As of Dec. 1, there had been 65 overdose deaths in Waterloo Region year-to-date, a rate of nearly one death every five days. Twenty-seven of them occurred in Cambridge, 25 in Kitchener and nine in Waterloo.
Cambridge, which received a large share of discussion at Tuesday’s meeting, has also received a disproportionate amount of public attention for its experiences with opioid overdoses.
Much of the talk there has been focused on the Galt core, where residents and business owners have voiced concerns about unwanted visitors and discarded drug paraphernalia.
Mayor Doug Craig says the city has seen an “astronomical” increase in the number of calls to police seeking help dealing with unwanted people.
“That’s one of the major complaints I’m getting – people in backyards that shouldn’t be there, people as you go into the library that are accosting other citizens,” he said.
One measure being considered as a way to curb opioid abuse is the opening of one or more safe injection sites within the region.
These sites would provide opioid users with clean needles and a space in which to use them, as well a starting point for access to other public health services.
Proponents say safe injection sites can assist people in finding help for their addictions, while minimizing needle litter and other opioid-related impacts to the rest of the community.

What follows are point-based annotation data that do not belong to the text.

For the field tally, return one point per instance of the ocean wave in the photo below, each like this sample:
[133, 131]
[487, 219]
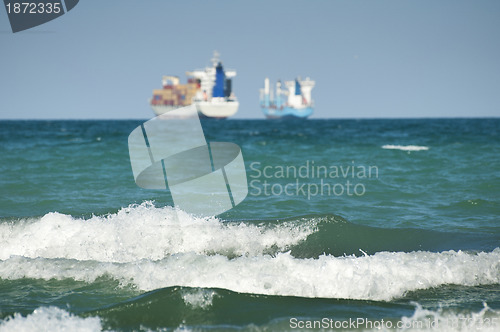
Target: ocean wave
[382, 276]
[50, 319]
[143, 232]
[405, 147]
[424, 320]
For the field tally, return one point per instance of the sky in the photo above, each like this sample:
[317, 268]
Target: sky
[370, 58]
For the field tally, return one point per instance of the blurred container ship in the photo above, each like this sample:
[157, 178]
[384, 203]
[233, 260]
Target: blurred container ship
[209, 89]
[295, 102]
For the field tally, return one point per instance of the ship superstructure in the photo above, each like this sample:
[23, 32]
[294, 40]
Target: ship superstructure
[209, 89]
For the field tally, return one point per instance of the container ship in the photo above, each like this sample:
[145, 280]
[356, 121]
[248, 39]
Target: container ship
[209, 89]
[293, 102]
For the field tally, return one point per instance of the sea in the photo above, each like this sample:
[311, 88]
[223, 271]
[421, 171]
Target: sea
[348, 225]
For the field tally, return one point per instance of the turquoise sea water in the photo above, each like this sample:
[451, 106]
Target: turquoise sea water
[382, 222]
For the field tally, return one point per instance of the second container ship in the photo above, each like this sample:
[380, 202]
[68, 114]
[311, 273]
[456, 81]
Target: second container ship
[293, 102]
[209, 89]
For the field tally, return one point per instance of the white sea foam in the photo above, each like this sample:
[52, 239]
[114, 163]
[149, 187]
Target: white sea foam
[199, 298]
[142, 232]
[405, 147]
[382, 276]
[50, 319]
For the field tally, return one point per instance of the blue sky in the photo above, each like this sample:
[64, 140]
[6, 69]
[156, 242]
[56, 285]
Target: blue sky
[369, 59]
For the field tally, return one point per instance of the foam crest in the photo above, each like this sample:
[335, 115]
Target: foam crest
[405, 147]
[382, 276]
[142, 232]
[199, 298]
[50, 319]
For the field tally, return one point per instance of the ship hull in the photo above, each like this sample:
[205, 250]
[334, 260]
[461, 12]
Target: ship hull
[287, 112]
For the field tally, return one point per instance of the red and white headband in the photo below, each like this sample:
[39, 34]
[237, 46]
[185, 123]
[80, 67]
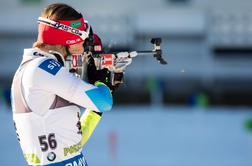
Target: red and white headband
[64, 32]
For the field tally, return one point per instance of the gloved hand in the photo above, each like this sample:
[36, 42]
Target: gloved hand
[103, 75]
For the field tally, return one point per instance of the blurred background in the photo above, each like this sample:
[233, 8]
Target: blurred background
[195, 111]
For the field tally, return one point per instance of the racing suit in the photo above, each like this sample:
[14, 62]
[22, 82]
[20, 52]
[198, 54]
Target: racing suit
[46, 103]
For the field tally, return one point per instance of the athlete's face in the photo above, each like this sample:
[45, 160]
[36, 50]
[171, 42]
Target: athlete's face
[76, 48]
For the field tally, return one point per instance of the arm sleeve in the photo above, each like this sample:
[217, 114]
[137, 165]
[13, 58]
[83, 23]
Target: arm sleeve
[89, 121]
[53, 77]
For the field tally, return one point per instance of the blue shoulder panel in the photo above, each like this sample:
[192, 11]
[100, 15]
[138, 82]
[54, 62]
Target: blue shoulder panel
[51, 66]
[101, 97]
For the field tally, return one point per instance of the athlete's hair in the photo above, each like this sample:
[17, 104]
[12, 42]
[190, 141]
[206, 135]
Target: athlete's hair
[58, 11]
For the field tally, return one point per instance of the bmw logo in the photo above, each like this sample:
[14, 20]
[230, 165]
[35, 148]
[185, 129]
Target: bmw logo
[51, 156]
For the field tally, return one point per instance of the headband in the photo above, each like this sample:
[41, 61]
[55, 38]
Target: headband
[64, 32]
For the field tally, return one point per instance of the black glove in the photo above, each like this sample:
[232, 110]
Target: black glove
[103, 75]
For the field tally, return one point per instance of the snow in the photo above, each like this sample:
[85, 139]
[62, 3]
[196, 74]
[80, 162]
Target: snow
[176, 136]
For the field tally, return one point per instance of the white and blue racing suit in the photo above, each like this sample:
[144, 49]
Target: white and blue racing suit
[46, 103]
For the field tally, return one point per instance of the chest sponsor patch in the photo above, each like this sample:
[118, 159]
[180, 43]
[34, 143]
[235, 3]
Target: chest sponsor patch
[51, 66]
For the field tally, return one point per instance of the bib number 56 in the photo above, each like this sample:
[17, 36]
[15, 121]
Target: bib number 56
[47, 142]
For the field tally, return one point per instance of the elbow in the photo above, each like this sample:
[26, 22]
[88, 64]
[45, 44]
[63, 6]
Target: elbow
[105, 104]
[101, 98]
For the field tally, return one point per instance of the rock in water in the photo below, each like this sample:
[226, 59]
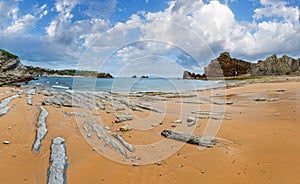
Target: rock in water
[125, 117]
[226, 66]
[11, 69]
[41, 130]
[58, 162]
[128, 146]
[276, 66]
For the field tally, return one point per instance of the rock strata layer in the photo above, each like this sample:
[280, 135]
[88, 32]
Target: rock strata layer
[58, 162]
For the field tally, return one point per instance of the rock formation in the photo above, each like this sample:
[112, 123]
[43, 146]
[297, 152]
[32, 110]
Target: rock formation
[276, 66]
[226, 66]
[11, 69]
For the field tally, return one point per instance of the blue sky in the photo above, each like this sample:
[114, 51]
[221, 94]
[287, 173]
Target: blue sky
[110, 35]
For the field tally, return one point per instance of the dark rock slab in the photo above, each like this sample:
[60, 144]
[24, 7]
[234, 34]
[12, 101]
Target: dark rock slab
[184, 137]
[58, 162]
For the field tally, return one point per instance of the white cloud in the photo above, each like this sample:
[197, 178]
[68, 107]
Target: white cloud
[277, 9]
[200, 28]
[21, 24]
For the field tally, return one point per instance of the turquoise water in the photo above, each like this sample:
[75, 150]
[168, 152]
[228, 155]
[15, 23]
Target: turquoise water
[125, 84]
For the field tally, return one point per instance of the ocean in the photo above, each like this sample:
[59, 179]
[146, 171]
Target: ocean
[126, 84]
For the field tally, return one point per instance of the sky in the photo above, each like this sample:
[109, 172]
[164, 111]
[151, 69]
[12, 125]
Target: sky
[126, 37]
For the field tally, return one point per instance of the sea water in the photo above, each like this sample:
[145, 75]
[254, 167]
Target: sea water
[126, 84]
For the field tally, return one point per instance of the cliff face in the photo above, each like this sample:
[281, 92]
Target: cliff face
[189, 75]
[226, 66]
[276, 66]
[11, 69]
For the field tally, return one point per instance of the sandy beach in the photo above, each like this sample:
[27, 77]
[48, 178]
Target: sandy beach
[257, 140]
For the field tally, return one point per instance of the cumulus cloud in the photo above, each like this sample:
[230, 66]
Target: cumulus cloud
[199, 28]
[187, 31]
[21, 24]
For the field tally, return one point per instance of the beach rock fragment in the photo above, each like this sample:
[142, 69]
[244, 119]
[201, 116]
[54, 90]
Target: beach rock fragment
[177, 121]
[260, 99]
[124, 117]
[41, 130]
[223, 103]
[11, 69]
[273, 99]
[102, 135]
[191, 121]
[125, 128]
[58, 162]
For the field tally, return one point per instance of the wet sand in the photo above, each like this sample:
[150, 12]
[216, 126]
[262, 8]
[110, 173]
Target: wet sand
[259, 141]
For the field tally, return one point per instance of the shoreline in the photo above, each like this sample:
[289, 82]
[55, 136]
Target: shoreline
[254, 139]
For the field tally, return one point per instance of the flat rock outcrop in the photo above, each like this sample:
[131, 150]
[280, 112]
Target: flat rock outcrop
[11, 69]
[226, 66]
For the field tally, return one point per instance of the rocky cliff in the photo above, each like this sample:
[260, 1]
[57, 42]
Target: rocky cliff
[11, 69]
[189, 75]
[276, 66]
[226, 66]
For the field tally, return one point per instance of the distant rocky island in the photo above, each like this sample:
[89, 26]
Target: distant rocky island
[12, 70]
[225, 66]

They have been shown to reduce the number of overdoses and lower rates of HIV, hepatitis C and similar blood-borne viruses.
Craig says most of the feedback he’s heard has been against opening such sites, although he thinks the region could do more to explain the thinking behind the idea.
“The majority of people, I think, in Cambridge are opposed to the sites, and they don’t really have all the information,” he said.
“That’s what I’m concerned about.”
Approximately 600,000 needles were given away by the region’s public health department in 2016. Fewer than half were returned to the health unit.
A report on safe injection sites is expected to go before councillors in February.